Tuberculosis (TB) is one of the major causes of mortality and morbidity worldwide accounting for 3.1 million deaths per year. This disease, caused by Mycobacterium tuberculosis (M. tuberculosis) made a deadly comeback, during the 1990’s, triggered mainly by the emergence of acquired immunodeficiency syndrome (AIDS). More recently, the emergence of multidrug resistant (MDR) and extensively drug resistant (XDR) M. tuberculosis strains, uncovered the most freighting face of this disease an incurable infection with the currently available therapeutic tools. Although Portugal is considered a medium incidence setting, annually are reported MDR and even XDR TB cases. The majority of these cases occur in the Lisbon area and the strains involved are genetically related being known as Lisboa family.

In the present work a group of 283 M. tuberculosis isolates collected in a Lisbon hospital during a two years period (2008-2009) were studied. The morphology of colonies grown on Lowenstein-Jensen slants was studied by scanning electron microscopy (SEM) and transmission electron microscopy (TEM) using previously described procedures. The aim of the study was the establishment of a link between mycobacteria drug susceptibility and structure. In the first part of the study approximately 20 isolates, with different drug susceptibility profiles ranging from pan-susceptible to XDR, were grown on Lowenstein-Jensen slants and their morphology was compared. Although all mycobacteria originated rough colonies their size differ with the drug susceptibility profile. The pan-susceptible strains generated larger colonies than drug resistant strains as shown in figure 1.These colonies were then processed for SEM analysis. The results obtained show that mycobacteria surface are distinct in susceptible and drug resistant strains as shown in figure 2.A and B. While drug susceptible mycobacteria have a homogenous surface (Figure 1A), drug resistant bacteria present a heterogeneous surface (Figure 2B) with small protrusions (Fig. 2B inset). In order to evaluate the existence of differences in the ultrastructure of circulating M. tuberculosis strains the colonies were processed and analysed by TEM. For this approach were selected only two isolates: the pan-susceptible R188/09 and the XDR HPV108/09.
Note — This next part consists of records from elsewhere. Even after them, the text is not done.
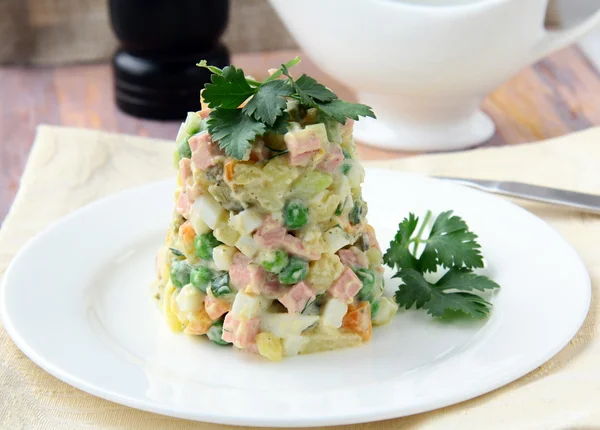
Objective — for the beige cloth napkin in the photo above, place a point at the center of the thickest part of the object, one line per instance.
(69, 168)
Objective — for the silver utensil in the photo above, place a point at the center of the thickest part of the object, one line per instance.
(585, 202)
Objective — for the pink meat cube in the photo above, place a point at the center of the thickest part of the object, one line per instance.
(297, 298)
(301, 147)
(245, 275)
(204, 151)
(333, 159)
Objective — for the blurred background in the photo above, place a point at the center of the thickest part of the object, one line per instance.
(56, 68)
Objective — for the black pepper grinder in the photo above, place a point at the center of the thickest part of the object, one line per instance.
(155, 71)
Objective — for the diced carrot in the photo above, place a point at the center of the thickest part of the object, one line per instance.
(228, 170)
(187, 234)
(358, 320)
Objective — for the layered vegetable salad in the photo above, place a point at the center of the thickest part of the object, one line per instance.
(272, 253)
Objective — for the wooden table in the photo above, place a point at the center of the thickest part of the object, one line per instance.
(558, 95)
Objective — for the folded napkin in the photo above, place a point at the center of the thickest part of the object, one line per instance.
(68, 168)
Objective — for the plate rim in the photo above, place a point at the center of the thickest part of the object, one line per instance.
(350, 418)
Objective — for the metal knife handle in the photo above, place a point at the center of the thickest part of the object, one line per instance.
(582, 201)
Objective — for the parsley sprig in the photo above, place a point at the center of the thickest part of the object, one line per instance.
(449, 245)
(235, 127)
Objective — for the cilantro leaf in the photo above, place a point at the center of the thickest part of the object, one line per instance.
(306, 86)
(415, 290)
(234, 130)
(467, 303)
(463, 279)
(450, 244)
(280, 126)
(398, 255)
(341, 110)
(269, 101)
(228, 90)
(436, 299)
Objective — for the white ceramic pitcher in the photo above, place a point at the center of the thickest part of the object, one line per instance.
(424, 65)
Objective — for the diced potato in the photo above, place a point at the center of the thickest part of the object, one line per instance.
(223, 257)
(327, 340)
(246, 222)
(293, 344)
(283, 325)
(324, 271)
(224, 233)
(198, 322)
(333, 313)
(269, 346)
(209, 210)
(323, 206)
(374, 256)
(248, 306)
(190, 299)
(387, 309)
(311, 184)
(336, 238)
(247, 245)
(172, 319)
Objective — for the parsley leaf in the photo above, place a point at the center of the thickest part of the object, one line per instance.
(228, 90)
(306, 87)
(398, 255)
(436, 298)
(280, 125)
(269, 101)
(341, 110)
(234, 130)
(450, 243)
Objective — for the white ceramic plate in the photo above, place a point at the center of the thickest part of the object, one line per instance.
(76, 301)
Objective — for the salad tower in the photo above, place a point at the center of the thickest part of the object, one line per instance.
(269, 248)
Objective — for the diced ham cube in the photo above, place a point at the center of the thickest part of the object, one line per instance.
(242, 333)
(204, 151)
(346, 286)
(215, 308)
(183, 204)
(370, 232)
(273, 235)
(301, 146)
(246, 276)
(333, 159)
(353, 257)
(185, 170)
(297, 298)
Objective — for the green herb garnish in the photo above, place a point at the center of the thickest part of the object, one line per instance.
(449, 245)
(235, 128)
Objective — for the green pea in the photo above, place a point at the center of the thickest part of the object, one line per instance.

The results obtained by the analysis of at least 300 bacteria present in non consecutive sections show that mycobacteria cell width (0 350 nm) is similar for both bacteria (Table 1). Nevertheless, their cell length and cell envelope width are significantly different. The XDR strain is shorter (p=0.009) and has a ticker cell envelope (p=0.004) than the pan-susceptible strain. These results are in agreement with those published in the literature.

Altogether our data clearly shows the existence of a link between mycobacteria ultrastructure and drug susceptibility. In order to better evaluate these differences a larger number of isolates must be studied. The use of other electron microscopy techniques, such as CEMOVIS, will avoid the formation of undesirable artefacts (e.g. mesosome) produced by dehydration and room temperature sectioning allowing a better characterization of mycobacteria ultrastructure.

The authors acknowledge the funding by Fundação para a Ciência e Tecnologia (SFRH/BD/73579/2010, C2008-C2008_P2 and PEst-OE/CTM-UI0084/2011 grants.)